Un antes y un después
Cuando se estrenó ‘Orgullo y prejuicio’, Knightley estaba experimentando una montaña rusa de elogios y críticas contradictorias. Mientras algunas voces celebraban su actuación, otras la cuestionaban, creando un ambiente tenso durante la celebración de un logro que debería haber sido solo de alegría. La llegada de ‘Piratas del Caribe’ ya había complementado mi experiencia, comentó, refiriéndose a la siguiente etapa de su carrera que la catapultaría a la fama global. Esta dualidad en la percepción crítica fue un reto que moldearía su enfoque hacia el trabajo actoral en los años siguientes.

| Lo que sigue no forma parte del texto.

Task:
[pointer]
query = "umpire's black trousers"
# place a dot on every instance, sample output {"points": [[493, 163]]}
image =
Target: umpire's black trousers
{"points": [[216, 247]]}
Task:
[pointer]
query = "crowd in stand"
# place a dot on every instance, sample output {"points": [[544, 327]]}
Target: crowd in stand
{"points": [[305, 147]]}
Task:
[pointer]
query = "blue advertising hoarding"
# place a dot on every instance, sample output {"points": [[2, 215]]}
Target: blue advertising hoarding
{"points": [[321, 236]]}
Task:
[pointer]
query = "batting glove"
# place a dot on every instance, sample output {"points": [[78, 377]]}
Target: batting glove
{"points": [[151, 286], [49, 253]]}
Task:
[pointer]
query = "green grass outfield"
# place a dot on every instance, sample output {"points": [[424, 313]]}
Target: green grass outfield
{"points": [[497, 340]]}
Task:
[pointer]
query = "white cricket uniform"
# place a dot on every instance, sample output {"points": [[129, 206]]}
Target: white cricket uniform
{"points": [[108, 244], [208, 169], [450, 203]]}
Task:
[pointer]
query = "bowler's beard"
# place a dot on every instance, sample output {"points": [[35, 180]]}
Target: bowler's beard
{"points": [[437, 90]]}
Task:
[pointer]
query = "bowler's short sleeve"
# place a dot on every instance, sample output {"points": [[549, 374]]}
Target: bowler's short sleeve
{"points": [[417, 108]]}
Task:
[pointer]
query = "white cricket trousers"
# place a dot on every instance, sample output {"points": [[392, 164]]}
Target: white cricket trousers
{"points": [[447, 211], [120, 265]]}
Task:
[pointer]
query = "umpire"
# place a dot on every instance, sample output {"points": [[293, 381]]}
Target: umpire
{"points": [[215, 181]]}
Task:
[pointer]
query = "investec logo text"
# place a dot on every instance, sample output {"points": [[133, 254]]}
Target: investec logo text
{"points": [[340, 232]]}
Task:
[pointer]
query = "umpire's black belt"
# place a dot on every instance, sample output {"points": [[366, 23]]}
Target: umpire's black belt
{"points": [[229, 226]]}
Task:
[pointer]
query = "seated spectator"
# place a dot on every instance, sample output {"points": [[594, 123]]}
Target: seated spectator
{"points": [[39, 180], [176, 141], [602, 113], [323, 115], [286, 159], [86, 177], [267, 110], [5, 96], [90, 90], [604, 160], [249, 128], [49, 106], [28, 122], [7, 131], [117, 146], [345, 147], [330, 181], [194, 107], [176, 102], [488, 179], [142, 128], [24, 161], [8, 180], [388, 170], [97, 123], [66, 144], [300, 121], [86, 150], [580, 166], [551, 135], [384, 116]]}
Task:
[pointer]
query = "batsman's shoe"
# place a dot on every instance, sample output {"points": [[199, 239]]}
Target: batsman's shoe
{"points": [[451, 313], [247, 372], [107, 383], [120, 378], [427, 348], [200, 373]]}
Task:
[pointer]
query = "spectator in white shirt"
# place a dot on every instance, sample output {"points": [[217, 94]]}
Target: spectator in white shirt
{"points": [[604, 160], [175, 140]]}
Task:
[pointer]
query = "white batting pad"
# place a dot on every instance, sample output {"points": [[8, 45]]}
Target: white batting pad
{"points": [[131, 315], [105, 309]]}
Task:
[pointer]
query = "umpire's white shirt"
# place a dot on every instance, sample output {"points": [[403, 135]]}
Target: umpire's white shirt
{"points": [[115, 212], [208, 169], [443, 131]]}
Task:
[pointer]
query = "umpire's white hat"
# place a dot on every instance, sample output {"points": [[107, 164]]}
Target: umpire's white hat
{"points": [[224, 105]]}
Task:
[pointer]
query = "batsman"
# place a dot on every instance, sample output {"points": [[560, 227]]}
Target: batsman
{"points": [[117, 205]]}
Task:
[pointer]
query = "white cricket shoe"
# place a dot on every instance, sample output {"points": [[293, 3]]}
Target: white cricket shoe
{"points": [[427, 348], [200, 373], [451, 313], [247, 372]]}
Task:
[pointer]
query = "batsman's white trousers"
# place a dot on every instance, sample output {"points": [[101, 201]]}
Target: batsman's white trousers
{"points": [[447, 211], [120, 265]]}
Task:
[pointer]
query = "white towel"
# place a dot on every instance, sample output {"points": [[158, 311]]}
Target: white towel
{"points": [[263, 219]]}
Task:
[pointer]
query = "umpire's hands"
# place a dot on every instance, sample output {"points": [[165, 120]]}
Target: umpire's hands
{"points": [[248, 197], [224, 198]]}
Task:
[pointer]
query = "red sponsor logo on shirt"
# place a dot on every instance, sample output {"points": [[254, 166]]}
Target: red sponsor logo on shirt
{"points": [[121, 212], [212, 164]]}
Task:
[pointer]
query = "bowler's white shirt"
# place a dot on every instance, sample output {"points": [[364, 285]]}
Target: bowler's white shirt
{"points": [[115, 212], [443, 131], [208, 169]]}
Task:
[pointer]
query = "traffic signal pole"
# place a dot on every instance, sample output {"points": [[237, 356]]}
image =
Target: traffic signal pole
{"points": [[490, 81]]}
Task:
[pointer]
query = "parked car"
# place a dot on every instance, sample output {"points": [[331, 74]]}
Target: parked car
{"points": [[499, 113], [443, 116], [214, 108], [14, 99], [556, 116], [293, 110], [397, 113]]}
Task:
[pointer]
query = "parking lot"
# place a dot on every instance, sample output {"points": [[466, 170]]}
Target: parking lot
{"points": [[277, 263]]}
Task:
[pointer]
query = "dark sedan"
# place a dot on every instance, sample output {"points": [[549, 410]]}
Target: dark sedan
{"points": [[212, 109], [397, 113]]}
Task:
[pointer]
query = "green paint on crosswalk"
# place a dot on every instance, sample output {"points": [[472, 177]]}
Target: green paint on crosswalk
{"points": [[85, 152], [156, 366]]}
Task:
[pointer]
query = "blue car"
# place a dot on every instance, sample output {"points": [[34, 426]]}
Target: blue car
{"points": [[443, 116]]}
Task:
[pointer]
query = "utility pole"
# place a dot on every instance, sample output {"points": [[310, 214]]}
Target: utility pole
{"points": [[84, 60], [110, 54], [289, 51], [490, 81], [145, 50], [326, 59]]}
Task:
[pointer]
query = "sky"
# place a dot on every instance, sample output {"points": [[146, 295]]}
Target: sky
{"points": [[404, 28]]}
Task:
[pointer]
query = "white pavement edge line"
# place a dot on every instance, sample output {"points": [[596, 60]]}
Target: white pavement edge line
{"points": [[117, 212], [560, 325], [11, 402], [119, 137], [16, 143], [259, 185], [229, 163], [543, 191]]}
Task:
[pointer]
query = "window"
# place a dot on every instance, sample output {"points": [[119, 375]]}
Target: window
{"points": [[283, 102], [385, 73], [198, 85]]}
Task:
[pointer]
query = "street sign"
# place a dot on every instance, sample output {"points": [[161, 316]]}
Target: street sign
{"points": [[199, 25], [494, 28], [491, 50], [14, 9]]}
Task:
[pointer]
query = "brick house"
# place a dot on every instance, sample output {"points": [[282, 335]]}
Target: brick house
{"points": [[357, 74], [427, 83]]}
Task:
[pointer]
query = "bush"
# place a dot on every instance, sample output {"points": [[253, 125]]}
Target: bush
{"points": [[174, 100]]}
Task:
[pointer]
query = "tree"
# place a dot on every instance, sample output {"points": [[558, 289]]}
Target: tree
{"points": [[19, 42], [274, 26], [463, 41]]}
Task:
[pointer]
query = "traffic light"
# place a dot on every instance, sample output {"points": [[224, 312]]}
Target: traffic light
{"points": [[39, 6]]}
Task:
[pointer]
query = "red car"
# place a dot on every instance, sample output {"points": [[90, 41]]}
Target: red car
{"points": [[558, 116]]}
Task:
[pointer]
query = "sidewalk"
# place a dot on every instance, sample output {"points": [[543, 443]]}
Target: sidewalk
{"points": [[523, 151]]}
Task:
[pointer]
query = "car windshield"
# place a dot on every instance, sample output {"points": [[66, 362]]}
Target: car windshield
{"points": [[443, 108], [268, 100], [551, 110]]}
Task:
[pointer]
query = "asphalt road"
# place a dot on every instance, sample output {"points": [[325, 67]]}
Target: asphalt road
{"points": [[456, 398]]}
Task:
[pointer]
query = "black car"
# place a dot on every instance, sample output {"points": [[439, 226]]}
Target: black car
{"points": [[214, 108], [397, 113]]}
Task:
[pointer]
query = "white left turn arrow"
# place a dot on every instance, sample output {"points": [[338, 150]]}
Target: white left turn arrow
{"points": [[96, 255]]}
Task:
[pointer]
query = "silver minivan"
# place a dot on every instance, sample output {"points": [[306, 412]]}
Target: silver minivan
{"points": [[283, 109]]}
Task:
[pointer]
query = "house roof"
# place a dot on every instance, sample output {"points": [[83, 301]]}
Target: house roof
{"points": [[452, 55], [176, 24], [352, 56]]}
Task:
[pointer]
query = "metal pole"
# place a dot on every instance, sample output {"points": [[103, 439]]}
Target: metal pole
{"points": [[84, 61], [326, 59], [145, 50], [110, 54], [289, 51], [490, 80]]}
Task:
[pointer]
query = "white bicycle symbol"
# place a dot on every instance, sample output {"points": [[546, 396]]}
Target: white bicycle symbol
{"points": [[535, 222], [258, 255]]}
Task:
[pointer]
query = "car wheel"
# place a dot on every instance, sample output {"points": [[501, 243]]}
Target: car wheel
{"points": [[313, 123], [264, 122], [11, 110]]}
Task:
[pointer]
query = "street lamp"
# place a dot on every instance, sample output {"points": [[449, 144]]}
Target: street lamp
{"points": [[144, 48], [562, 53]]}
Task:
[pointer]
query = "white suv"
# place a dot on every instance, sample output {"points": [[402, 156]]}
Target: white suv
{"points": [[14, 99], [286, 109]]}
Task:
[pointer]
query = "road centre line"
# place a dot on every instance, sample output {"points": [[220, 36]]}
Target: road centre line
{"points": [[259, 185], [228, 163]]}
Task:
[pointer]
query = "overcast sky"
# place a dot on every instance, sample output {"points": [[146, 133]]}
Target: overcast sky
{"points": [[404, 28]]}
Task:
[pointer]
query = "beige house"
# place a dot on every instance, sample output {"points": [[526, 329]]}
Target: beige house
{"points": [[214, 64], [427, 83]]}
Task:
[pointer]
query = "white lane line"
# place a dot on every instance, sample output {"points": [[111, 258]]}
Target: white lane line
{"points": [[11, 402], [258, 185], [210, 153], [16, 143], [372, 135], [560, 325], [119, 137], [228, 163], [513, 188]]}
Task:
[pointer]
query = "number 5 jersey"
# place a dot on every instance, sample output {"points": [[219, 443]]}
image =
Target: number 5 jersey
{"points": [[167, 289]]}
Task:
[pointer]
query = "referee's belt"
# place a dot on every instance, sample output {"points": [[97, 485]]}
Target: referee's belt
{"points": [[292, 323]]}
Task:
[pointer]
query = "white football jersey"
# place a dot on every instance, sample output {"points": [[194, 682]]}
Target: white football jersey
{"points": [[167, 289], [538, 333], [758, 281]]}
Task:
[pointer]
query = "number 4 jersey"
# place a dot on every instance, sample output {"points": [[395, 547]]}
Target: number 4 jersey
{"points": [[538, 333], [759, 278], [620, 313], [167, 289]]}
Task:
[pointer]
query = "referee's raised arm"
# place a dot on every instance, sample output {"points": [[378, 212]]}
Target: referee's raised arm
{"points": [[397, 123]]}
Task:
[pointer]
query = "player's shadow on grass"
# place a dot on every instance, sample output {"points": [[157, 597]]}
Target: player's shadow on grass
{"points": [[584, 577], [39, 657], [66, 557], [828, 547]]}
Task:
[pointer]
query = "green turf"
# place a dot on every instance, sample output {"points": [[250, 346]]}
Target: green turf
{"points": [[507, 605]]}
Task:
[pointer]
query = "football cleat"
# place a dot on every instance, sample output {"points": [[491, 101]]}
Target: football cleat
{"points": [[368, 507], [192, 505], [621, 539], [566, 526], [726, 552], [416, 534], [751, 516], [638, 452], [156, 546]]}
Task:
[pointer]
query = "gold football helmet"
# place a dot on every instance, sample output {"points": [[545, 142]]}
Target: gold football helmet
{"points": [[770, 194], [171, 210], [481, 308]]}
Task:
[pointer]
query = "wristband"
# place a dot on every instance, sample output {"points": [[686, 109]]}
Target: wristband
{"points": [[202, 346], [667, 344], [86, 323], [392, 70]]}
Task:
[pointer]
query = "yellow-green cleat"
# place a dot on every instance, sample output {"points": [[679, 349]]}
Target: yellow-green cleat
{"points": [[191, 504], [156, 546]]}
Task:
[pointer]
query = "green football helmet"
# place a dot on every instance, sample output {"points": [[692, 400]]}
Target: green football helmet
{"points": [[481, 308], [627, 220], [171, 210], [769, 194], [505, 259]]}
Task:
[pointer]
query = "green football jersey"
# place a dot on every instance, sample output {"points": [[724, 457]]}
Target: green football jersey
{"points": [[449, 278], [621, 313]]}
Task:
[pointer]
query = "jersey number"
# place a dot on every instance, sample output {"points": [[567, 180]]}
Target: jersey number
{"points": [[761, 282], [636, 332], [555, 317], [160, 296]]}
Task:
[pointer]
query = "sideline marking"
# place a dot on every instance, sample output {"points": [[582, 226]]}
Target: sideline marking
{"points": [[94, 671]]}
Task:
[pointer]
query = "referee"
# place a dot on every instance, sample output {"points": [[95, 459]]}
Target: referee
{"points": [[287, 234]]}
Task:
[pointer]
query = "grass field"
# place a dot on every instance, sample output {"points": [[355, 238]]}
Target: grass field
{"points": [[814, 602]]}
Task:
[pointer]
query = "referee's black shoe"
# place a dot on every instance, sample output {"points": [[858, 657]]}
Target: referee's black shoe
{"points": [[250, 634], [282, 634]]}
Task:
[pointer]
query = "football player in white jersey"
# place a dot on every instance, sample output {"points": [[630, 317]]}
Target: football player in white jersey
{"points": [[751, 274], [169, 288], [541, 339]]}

Pike, por su parte, también ha compartido sus recuerdos sobre la producción de la película, destacando la colaboración con un reparto talentoso y un equipo apasionado. La química entre las actrices y su conexión en el set fue instrumental para dar vida a la clásica historia de Jane Austen, que ha resonado con audiencias de distintas generaciones. Este evento no solo celebró dos décadas de ‘Pride & Prejudice’, sino que también puso de relieve la evolución personal y profesional de Knightley y Pike en la industria del cine.
Con el tiempo, tanto Knightley como Pike han solidificado sus lugares en Hollywood, cada una con una carrera llena de proyectos destacados. Esta reunión es un recordatorio del legado perdurable de Orgullo y prejuicio y del impacto continuo que tiene en sus vidas y en la cultura popular.